Synchronize additional user attributes (SCIM or SAML2)

It is possible to synchronize additional user attributes into Flexopus via SCIM or SAML2. These attributes then appear in the user exports and the REST API responses.

Flexopus supports up to ten additional attributes synchronized from external sources. They are called extensionAttribute1, extensionAttribute2, …, extensionAttribute10 in Flexopus.

Setting up additional attributes via SCIM

Synchronizing additional attributes using SCIM requires no further actions in Flexopus other than having a working SCIM setup.
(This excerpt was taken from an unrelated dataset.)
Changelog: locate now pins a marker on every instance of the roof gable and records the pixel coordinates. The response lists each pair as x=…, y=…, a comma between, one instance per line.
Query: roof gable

On the SCIM server side, you have to add additional attribute mappings to the SCIM connection. The following four screenshots with six steps guide you through creating a mapping like this in Microsoft Entra (formerly Azure). The example uses extensionAttribute2 for demonstration purposes, but you can use any of the ten supported attributes. The example shows the steps for Microsoft Entra, but creating a mapping should be similar in most SCIM server implementations.

Steps 1. and 2.
Steps 3. and 4.
Step 5.
Step 6.

Setting up additional attributes via SAML2

To enable synchronization of additional attributes in Flexopus via SAML2:

  1. Navigate to Dashboard > Settings > Authentication.
  2. Edit the selected SAML2 authentication method.
  3. Locate the section Synchronize additional fields.
  4. Select extensionAttributes from the drop-down menu.
  5. Save your settings at the bottom of the page.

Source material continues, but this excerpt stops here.